In the article, the author (who was not credited on the site) criticized the archbishop of San Francisco, George Niederauer because his response to house speaker Nancy Pelosi's erroneous remarks concerning the Church's stance on abortion came "late" (two weeks after they were made) and contained neither a threat nor a promise of disciplinary action; but instead included an invitation to Pelosi to come and speak with him privately.
The comments at the end of the anonymous analysis piece were (mostly) even more critical of the archbishop's statement.
First of all, how does a self-proclaimed "Catholic" news organization come off making definitively critical statements about the actions and teachings of a bishop of the Church? Other bishops may respond differently (and have indeed responded differently) to politicians who make the same or similar errors that Nancy Pelosi has made. Does this fact make Archbishop Niederauer's response incorrect? No! Catholic Culture and Catholic News Service have no authority to analyze and critique the decisions of our bishops.
The only Catholic who has the authority to publicly correct or criticize the actions or teachings of a bishop of the Church is the Holy Father. And what would the Pope do if he felt that the archbishop were in error? Would he publish an article that openly rebukes him for his position? No! In fact, he would invite his brother to meet with him privately, in order to try to resolve the problem. What does this description of the process remind me of? Let's see...
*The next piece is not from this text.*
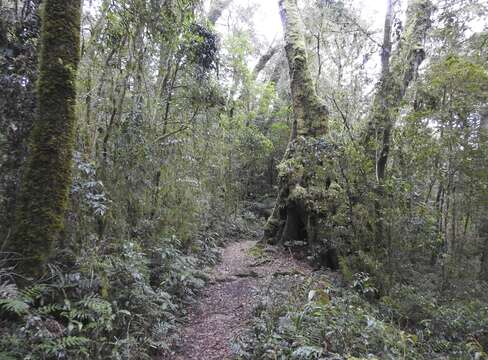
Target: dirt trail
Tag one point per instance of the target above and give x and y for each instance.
(225, 306)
Oh yes, wasn't it the Gospel for that very Sunday's liturgy?
September 7, 2008, Twenty-third Sunday in Ordinary Time
Jesus said to his disciples:
“If your brother sins against you,
go and tell him his fault between you and him alone.
If he listens to you, you have won over your brother.
If he does not listen,
take one or two others along with you,
so that ‘every fact may be established
on the testimony of two or three witnesses.’
If he refuses to listen to them, tell the church.
If he refuses to listen even to the church,
then treat him as you would a Gentile or a tax collector...
Concern for the lives of those in the womb should never lead my brothers and sisters in Christ into the error of forgetting that we are children of Holy Mother Church. The children don't point fingers at their Mother but rather seek to understand her reasons when what she teaches doesn't agree with their sense of justice.
As for "two weeks" being too long to wait for a response from the Church, well, the Church is slow for good reasons. The Church doesn't wish to forfeit her right and responsibility to ponder and pray over her words and teachings. I wish Catholic Culture had taken time to reconsider the scandalous way in which it dares to publicly criticize the Church.
If the author of this news analysis piece would like to speak with me privately, I would welcome the chance to discuss this matter more fully.